En l’état des connaissances biologiques, le Graal, on pense savoir où il se trouve : 1) dans le « clonage thérapeutique », la fabrication d’embryons (selon la technique qui devait donner naissance à la célèbre et défunte brebis Dolly), pour en tirer des lignées de cellules ES - mais cette approche est interdite à peu près partout ; 2) dans le recours aux embryons « surnuméraires », consécutifs à des fécondations in vitro, et conservés depuis des années dans l’azote liquide bien qu’ils ne fassent plus l’objet d’aucun « projet parental » d’implantation utérine.
Graal fabuleux, source inépuisable de cellules souches, de tels embryons orphelins sont stockés par dizaines de milliers dans de nombreux pays. Jusqu’ici, seuls Israël, les Etats-Unis et l’Australie ont autorisé leur utilisation scientifique, via la culture de précieuses lignées de cellules ES.
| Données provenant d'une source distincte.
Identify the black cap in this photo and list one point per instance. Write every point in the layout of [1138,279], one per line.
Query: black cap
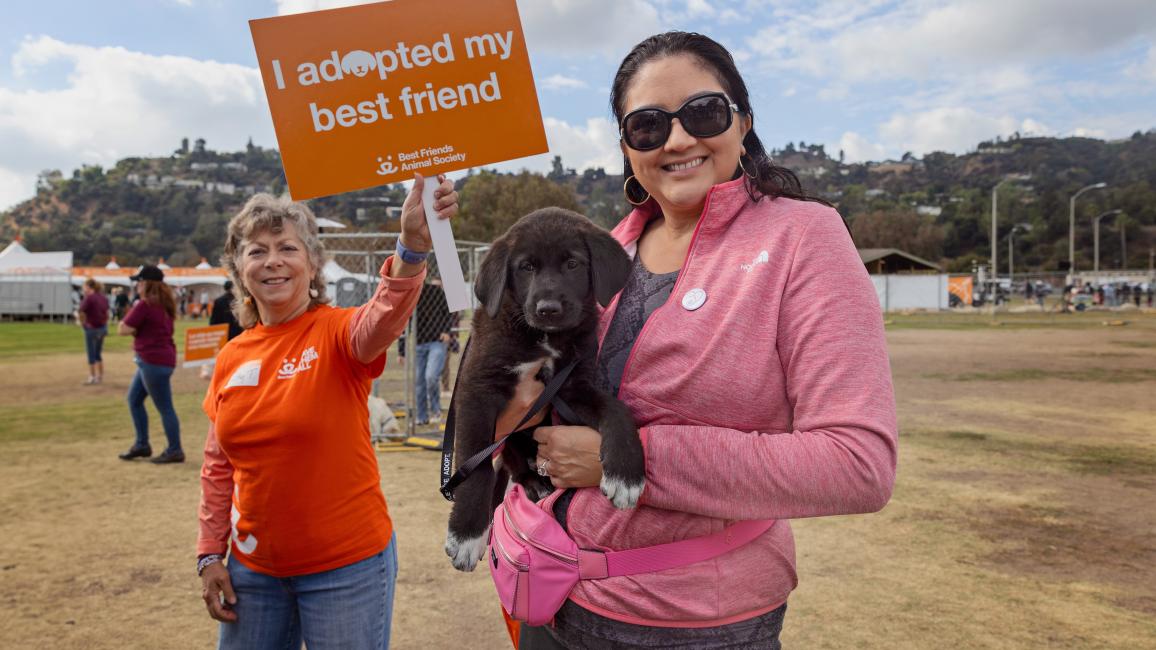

En France, grâce à la dernière mouture (6 août 2004) de la « loi bioéthique », il est désormais possible d’importer des lignées ES provenant des pays qui en permettent l’exportation. Marc Peschanski, de l’Inserm, a obtenu en février la toute première autorisation. D’autres demandes sont en cours d’instruction. Mais on attend surtout le décret qui permettra, enfin, de puiser de telles cellules dans les stocks français d’embryons congelés. Toutefois, échaudés par les espoirs prématurés que suscitèrent les cellules souches adultes, les chercheurs s’efforcent maintenant de désamorcer les promesses mirobolantes : jusqu’à nouvel ordre, il s’agit exclusivement de recherche fondamentale. Toute perspective thérapeutique concrète est repoussée à un avenir lointain. D’ailleurs, avertissent plusieurs spécialistes, « l’une des choses que l’on sait de ces fabuleuses cellules ES, c’est que, inoculées chez la souris, elles déclenchent l’apparition de cancers ».